The City boss was in hot water for comments he made during City's 3-0 defeat on Saturday towards the referee Phil Dowd and told the CT: "Every year you go to the league managers and referees meeting and this year is the campaign to respect referees, which I am all for.
"They have taken monitors out of the dugout but if I had seen the replay of the first challenge on the keeper that would have stopped me throwing my toys out of the pram because I would have said, 'Fair enough, I can see why he didn't give it.' A few things happened after that and then the penalty really got me to boiling point."
"I always had a monitor at Fulham and, more often than not, it stopped me confronting the referee because on a second look at it I could see that he has got it right rather than wrong. However, if I see he has got it wrong I am going to try and pull him on it.
"I know how hard it is to be a referee and we are trying to help them, but that doesn't mean covering up for them and hiding their mistakes.
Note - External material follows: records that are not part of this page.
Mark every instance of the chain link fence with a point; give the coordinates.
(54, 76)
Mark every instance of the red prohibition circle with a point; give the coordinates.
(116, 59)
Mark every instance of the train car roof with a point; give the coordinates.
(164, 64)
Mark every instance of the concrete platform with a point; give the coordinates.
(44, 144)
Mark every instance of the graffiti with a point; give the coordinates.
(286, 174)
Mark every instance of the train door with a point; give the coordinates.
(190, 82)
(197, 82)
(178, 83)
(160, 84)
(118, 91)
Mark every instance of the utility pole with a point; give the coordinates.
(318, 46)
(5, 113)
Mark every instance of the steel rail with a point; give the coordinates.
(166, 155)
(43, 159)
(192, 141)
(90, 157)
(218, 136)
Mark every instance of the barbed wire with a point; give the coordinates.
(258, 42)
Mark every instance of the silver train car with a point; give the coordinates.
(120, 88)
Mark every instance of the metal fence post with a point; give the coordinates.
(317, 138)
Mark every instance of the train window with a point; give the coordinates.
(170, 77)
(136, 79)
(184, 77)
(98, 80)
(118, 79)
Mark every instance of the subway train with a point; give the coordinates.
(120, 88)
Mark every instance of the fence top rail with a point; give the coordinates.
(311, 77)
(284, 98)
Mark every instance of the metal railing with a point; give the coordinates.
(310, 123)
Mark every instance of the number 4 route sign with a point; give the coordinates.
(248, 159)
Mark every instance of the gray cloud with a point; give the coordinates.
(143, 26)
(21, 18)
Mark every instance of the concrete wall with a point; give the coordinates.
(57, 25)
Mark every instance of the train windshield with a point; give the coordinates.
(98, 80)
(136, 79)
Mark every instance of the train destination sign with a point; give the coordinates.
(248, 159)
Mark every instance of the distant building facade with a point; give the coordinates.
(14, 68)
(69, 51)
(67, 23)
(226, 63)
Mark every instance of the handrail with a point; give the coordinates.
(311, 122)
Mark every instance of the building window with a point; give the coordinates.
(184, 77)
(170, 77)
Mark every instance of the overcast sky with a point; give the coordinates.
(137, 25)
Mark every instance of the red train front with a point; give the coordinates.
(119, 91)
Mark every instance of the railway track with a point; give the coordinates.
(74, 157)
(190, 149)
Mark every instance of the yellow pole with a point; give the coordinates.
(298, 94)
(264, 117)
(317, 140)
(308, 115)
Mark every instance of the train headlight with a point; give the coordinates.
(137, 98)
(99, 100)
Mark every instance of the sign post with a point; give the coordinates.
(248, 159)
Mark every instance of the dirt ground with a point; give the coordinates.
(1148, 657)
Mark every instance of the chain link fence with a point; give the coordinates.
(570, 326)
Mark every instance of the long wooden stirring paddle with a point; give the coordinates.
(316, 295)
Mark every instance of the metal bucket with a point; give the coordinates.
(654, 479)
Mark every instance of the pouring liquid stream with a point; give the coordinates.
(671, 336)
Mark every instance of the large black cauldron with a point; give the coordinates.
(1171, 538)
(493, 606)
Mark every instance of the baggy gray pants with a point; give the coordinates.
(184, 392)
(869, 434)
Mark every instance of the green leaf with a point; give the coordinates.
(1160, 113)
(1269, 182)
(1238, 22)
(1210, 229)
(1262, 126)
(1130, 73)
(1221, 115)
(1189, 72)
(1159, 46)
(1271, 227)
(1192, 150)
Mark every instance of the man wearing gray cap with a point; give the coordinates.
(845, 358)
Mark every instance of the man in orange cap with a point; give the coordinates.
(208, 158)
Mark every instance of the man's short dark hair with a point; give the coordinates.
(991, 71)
"There are only two or three big decisions in a game, so an eight-second playback is nothing.
"Cricket, rugby, tennis have all got it and yet football is the biggest game in the world so I don't understand why we haven't got it because it is not making it harder for referees, it is making it easier.
"I haven't got a problem with Phil Dowd who is a very capable referee, although I had a problem with him in the first 45 minutes.
"It's a man's game and we have to behave in the right way - in that flashpoint I didn't behave and say the right things.
"It is all right saying resect the referees, but let's help them out by having monitors - more often than not, it will stop managers doing what I did on Saturday."